Comme on doit le penser, Opportunité tança vertement son frère pour le peu d’empressement qu’il avait mis à jouer le rôle de beau. Après quoi, elle lui permit de dire quelques mots d’excuse. On voyait, au surplus, que Sénèque était de très-belle humeur ; il se frottait les mains en signe de contentement.

— Il se passe des choses qui font grand plaisir à Sen, cria la sœur en grimaçant de manière à prouver qu’elle espérait bien avoir sa part de satisfaction : je voudrais, Mary, que vous lui fissiez dire ce que c’est ; à vous il ne cacherait rien.

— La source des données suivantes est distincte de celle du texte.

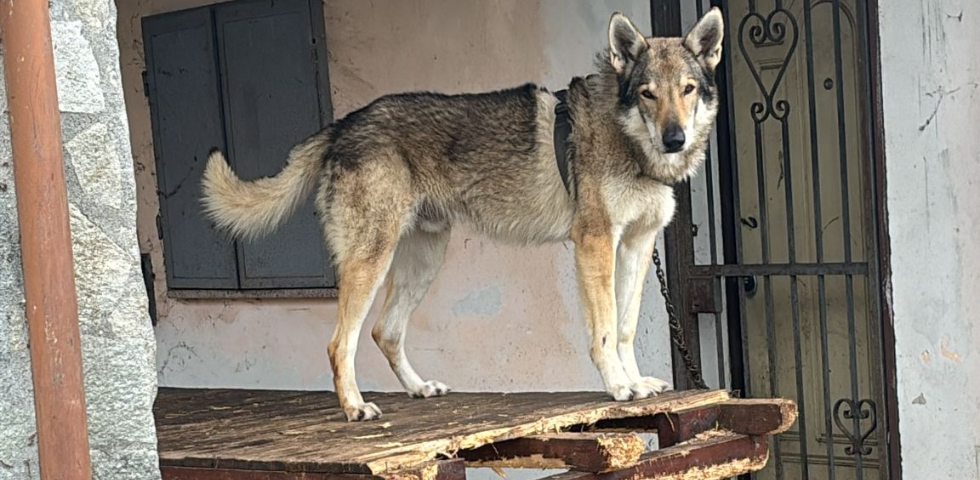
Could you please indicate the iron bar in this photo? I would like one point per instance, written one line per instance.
(799, 269)
(846, 219)
(818, 234)
(794, 289)
(51, 302)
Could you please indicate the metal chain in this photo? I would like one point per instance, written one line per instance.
(677, 334)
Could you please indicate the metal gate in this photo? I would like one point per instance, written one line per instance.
(774, 252)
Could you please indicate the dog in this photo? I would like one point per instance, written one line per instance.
(392, 178)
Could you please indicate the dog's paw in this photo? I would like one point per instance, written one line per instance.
(621, 393)
(648, 387)
(428, 389)
(362, 412)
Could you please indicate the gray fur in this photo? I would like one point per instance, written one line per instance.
(406, 168)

Je ne saurais dire combien cette remarque agit désagréablement sur mes nerfs. La pensée que Mary Warren pourrait consentir à exercer une influence quelconque sur un homme comme Sénèque Newcome, m’affecta au plus haut degré ; et j’aurais voulu qu’elle repoussât cet appel ouvertement et avec indignation. Mais elle accueillit ces paroles comme une personne assez accoutumée aux étourderies inconvenantes d’Opportunité. Je ne puis dire qu’elle manifesta soit plaisir ou déplaisir ; je ne pus voir chez elle autre chose qu’une froide indifférence. J’aurais dû probablement me contenter de cela, mais je trouvais que c’était difficile. Sénèque, toutefois, n’attendit pas que mademoiselle Warren exerçât son influence pour l’engager à parler ; car il y paraissait de lui-même fort disposé.

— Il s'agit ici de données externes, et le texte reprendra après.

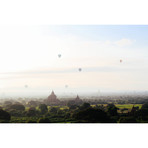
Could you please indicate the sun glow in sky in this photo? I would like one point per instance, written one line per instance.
(29, 56)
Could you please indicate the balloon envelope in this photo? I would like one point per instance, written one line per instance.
(59, 55)
(26, 86)
(80, 69)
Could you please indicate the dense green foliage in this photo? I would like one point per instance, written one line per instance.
(71, 112)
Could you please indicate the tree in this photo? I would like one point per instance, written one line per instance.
(43, 108)
(19, 107)
(53, 110)
(127, 120)
(44, 120)
(4, 116)
(31, 112)
(84, 106)
(92, 115)
(112, 110)
(72, 107)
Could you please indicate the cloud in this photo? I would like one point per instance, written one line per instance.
(122, 42)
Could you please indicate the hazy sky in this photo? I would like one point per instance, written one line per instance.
(29, 56)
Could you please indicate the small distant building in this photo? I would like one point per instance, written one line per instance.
(52, 99)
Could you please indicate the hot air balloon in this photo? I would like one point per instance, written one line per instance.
(26, 86)
(80, 69)
(59, 55)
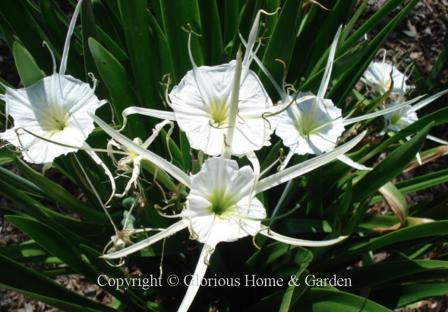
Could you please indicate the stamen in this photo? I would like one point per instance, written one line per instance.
(233, 109)
(70, 31)
(53, 59)
(96, 193)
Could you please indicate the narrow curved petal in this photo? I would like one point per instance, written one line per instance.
(171, 230)
(350, 162)
(70, 31)
(52, 117)
(198, 275)
(205, 121)
(381, 112)
(306, 166)
(174, 171)
(300, 242)
(312, 126)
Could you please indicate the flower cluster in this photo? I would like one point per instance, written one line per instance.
(225, 112)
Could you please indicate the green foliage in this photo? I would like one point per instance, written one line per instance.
(132, 47)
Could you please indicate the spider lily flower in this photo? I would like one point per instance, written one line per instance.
(221, 205)
(312, 124)
(211, 102)
(131, 163)
(381, 76)
(51, 114)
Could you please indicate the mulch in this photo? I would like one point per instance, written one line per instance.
(419, 39)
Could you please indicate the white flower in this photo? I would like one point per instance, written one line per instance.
(401, 118)
(221, 107)
(221, 205)
(131, 163)
(52, 116)
(380, 75)
(202, 109)
(312, 126)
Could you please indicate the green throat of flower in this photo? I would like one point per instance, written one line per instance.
(55, 123)
(219, 114)
(306, 126)
(221, 203)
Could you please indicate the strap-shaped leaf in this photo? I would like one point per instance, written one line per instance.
(390, 167)
(31, 283)
(28, 70)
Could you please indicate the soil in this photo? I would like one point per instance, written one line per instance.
(419, 39)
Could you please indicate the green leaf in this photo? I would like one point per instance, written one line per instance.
(25, 27)
(88, 31)
(389, 167)
(117, 82)
(396, 201)
(415, 292)
(28, 70)
(437, 118)
(293, 292)
(282, 41)
(392, 272)
(176, 16)
(211, 32)
(426, 231)
(21, 279)
(141, 53)
(324, 300)
(6, 156)
(423, 182)
(350, 77)
(59, 194)
(50, 240)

— Oui, il se passe en effet des choses qui me font plaisir, je dois l’avouer ; et j’aime autant que M. Warren en soit informé. Les choses vont bien, vont à merveille parmi, les anti-rentistes, et nous l’emporterons sur tous les points, avant peu.

— Je voudrais être certain, monsieur Newcome, que vous ne l’emporterez que là où vous avez droit, répliqua le ministre. Mais qu’est-il arrivé de nouveau qui puisse donner un autre aspect à l’affaire ?

— Nous gagnons des forces parmi les hommes politiques. Les deux côtés commencent à nous courtiser, et l’esprit des institutions va bientôt se faire respecter.

— Je suis enchanté de t’apprendre ! Il est dans l’esprit des institutions de réprimer la convoitise, l’égoïsme, et toute fraude, et de ne permettre que ce qui est juste, répondit M. Warren.

— Ah ! voici mon ami le bijoutier, dit Sénèque en saluant mon oncle qui, à cet instant, se montrait, sa casquette à la main, à la porte du salon. — Entrez, monsieur Dafidson, puisque c’est votre nom. Je vous présente le révérend M. Warren, mademoiselle Mary Warren, mademoiselle Opportunité Newcome, ma sœur, qui sera heureuse de jeter un coup d’œil sur vos trésors. Le train est retardé pour affaires spéciales, et nous avons du temps devant nous.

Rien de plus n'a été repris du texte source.